Modeling & Simulation (M&S) is widely used in industry to analyze process-based production and logistics problems across manufacturing and defense, and related problems in traffic planning and supply chains. It is also used to study clinical pathways and resource management in healthcare. Commercial-off-the-shelf Simulation Packages (CSPs) are visual interactive modelling environments that support the development, experimentation and visualization of simulation models. These support different M&S world views such as real-time simulation, discrete-event simulation, agent-based simulation and system dynamics. Of these, arguably, discrete-event simulation is the most widely used in industry.
The contemporary practice of discrete-event simulation is facing significant and practical barriers in terms of time and system boundary. Time limits the amount of experimentation can be performed within a simulation project and leads to either model depth being sacrificed or investigation left incomplete. System boundary limits the scope of a simulation to what can be practically modeled within a single CSP and prevents M&S practitioners from addressing large scale industrial problems. Distributed computing, and in particular Parallel and Distributed Simulation, can address these issues.
This presentation presents experiences with dealing with time and system boundary M&S problems in industry through the application of Grid computing and Distributed Simulation. It argues that effective collaboration between end user practitioners, vendors and researchers is key and that researchers play a vital role in the successful knowledge transfer of these techniques from academia to industry. The presentation sets out a roadmap of challenges that need to be met to allow M&S practitioners to break through these barriers to reduce project costs, perform more effective investigation and to study larger systems.

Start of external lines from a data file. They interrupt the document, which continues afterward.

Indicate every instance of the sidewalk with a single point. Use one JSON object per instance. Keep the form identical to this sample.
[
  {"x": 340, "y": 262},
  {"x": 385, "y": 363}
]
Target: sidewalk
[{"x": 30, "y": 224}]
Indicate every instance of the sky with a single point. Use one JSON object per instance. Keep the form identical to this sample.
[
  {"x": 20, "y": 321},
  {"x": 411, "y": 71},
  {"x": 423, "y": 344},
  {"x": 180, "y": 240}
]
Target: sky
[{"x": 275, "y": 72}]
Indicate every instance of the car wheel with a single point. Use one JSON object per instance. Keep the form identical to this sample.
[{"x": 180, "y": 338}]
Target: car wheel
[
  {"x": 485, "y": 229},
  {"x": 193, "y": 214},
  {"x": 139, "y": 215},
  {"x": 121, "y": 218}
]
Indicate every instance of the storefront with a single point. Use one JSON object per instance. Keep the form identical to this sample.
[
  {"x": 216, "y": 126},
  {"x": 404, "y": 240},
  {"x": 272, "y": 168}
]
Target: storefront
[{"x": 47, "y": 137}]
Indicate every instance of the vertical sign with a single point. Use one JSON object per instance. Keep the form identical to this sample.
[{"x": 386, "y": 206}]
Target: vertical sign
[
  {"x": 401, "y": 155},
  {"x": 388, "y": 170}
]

Dr Simon J E Taylor (firstname.lastname@example.org) is a Reader in Computing in the Department of Information Systems and Computing at Brunel University and leader of the ICT Innovation Group. He is Chair of the COTS Simulation Package Interoperability Standards Group under SISO and Editor-in-Chief of the Journal of Simulation. He leads the Tools and Training Theme of the Multidisciplinary Assessment of Technology Centre for Healthcare (MATCH) at Brunel. He was Chair of ACM's SIGSIM (2005-2008). He regularly consults with industry and has published widely in simulation modelling. His recent work has focused on the knowledge transfer of advanced ICT techniques into simulation modelling, improving healthcare services with the Cumberland Initiative, and the impact of advanced research infrastructures in Europe and Africa.
Distribution of Random Streams in Stochastic Models at the age of multi-core and manycore processors
Random number generators are necessary in every simulation which includes stochastic aspects. For High Performance Computing, there is an increasing interest in the distribution of parallel random number streams. Even if we have now at our disposal statistically sound random number generators according to very tough testing libraries, their parallelization can still be a delicate problem.
A set of recent publications shows it still has to be mastered by the scientific community. In this presentation, we discuss the different partitioning techniques currently in use to provide independent streams with their corresponding software. A state of the art in the parallelization of random numbers for High Performance Computing is given from the point of view of a simulation practitioner. With the arrival of multi-cores and manycore processors architecture on the scientist desktop, modelers who are non-specialists in parallelizing stochastic simulations need help and advice in distributing rigorously their experimental plans and replications according to the state of the art in pseudo-random numbers partitioning techniques. New programming models and platforms are now available to a larger audience, particularly with the arrival of very powerful GP-GPUs (General Purpose Graphical Processing Units).
In addition to the classical approaches in use to parallelize stochastic simulations on regular processors, this talk will also present the recent advances in pseudo-random number generation for GP-GPUs with their associated parallelization techniques.
Professor David Hill is currently Vice President of Blaise Pascal University in charge of ICT. He is also past director of the Inter-University Computing Center (CRRI) of the Auvergne Region (2008-2010). From august 2005 to august 2007, he was deputy director of ISIMA Computer Science & Modeling Institute (French Grande Ecole d’Ingénieur) where he managed various departments before 2005. Since 1990, David Hill has authored or co-authored more than a hundred and fifty papers and he has also published many text books. Professor David Hill has served as chairman or program chairman at various international conferences. He is Associate Editor and reviewer for simulation, ecological and environmental modeling journals.